El siglo se termina y ya no soy una niña pero el tiempo no ha pasado para Alain Robbe-Grillet, el escritor de la Nouvelle Vague, el hombre que imaginó Hace un año en Marienbad. Ver la película de Alain Resnais era, para mi generación, una iniciación obligatoria. Había que zambullirse en ella hasta sentir vahídos porque allí todo terminaba y volvía a empezar, el tiempo se disolvía, se multiplicaba al infinito, los objetos se desdibujaban, las certezas temblaban, la memoria misma del cine conocido hasta entonces parecía absurda.
—Los objetos nos son radicalmente extraños. Vivimos en un mundo que no comprendemos. Mi obra no quiere tratar de arreglarnos con ellos, de camuflar la incomprensión, de simular armonía. Hay angustia, y yo no debo ocultarla.
Así habló Robbe-Grillet ante cientos de jóvenes en los coloquios que dio durante el Festival de Cine de Mar del Plata, donde ofició de presidente del jurado. Con precisión, desarrolló la típica teoría de las vanguardias, su vocación de perturbar al lector-espectador, despojarlo de certezas para enfrentarlo a la libertad, shockearlo y desautomatizar sus percepciones.

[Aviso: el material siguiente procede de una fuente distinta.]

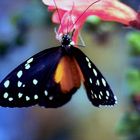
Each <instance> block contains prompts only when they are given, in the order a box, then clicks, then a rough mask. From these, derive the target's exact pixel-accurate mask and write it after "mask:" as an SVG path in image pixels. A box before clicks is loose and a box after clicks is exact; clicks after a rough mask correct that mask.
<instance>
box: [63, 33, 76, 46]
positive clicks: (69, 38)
mask: <svg viewBox="0 0 140 140" xmlns="http://www.w3.org/2000/svg"><path fill="white" fill-rule="evenodd" d="M61 44H62V47H71V46H74V42H73V41H72V39H71V36H70V35H69V34H64V35H63V36H62V39H61Z"/></svg>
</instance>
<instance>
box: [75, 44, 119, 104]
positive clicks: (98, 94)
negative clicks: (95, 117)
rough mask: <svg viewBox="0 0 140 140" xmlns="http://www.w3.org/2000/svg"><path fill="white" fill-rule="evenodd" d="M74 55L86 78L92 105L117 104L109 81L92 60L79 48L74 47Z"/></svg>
mask: <svg viewBox="0 0 140 140" xmlns="http://www.w3.org/2000/svg"><path fill="white" fill-rule="evenodd" d="M72 53H73V55H74V57H75V58H76V60H77V62H78V64H79V67H80V69H81V71H82V74H83V76H84V85H85V89H86V91H87V96H88V98H89V100H90V101H91V102H92V104H93V105H95V106H99V105H114V104H115V103H117V101H116V100H117V99H116V96H114V94H113V92H112V90H111V88H110V86H109V85H108V83H107V81H106V80H105V78H104V77H103V75H102V74H101V73H100V71H99V70H98V69H97V68H96V66H95V65H94V64H93V63H92V62H91V60H90V59H89V58H88V57H87V56H86V55H85V54H84V53H83V52H82V51H81V50H79V49H78V48H75V47H73V48H72Z"/></svg>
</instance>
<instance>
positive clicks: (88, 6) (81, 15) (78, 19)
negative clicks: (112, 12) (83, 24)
mask: <svg viewBox="0 0 140 140" xmlns="http://www.w3.org/2000/svg"><path fill="white" fill-rule="evenodd" d="M99 1H101V0H97V1H95V2H93V3H91V4H90V5H89V6H88V7H87V8H86V9H85V11H84V12H83V13H82V14H81V15H80V16H79V17H78V18H77V20H76V21H75V23H73V26H74V25H75V24H76V23H77V22H78V20H79V19H80V18H81V17H82V16H83V15H84V14H85V13H86V11H87V10H88V9H89V8H90V7H91V6H92V5H94V4H95V3H97V2H99ZM73 26H72V27H71V28H70V30H71V29H72V28H73Z"/></svg>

Volví a escucharle lo mismo dos días después, entrevistándolo; lo escuché desde el túnel del tiempo, un poco enojada porque el mundo había cambiado y él parecía no notarlo. Hasta que viajé con él en una combi rumbo a Villa Ocampo y lo vi en el centenario parque de la mansión de Victoria, la exótica anfitriona de los intelectuales europeos (“una sudamericana rica que nos puede llevar a Sartre y a mí a Buenos Aires”, al decir de Simone de Beauvoir en una carta que cito de memoria, de fines de los 40). Inclinado sobre la lavanda del parque de Villa Ocampo, el Escritor de Vanguardia se había olvidado del radical extrañamiento del mundo y acariciaba las hojas con ternura, se sumergía en el arbusto para oler, abrazaba a su mujer.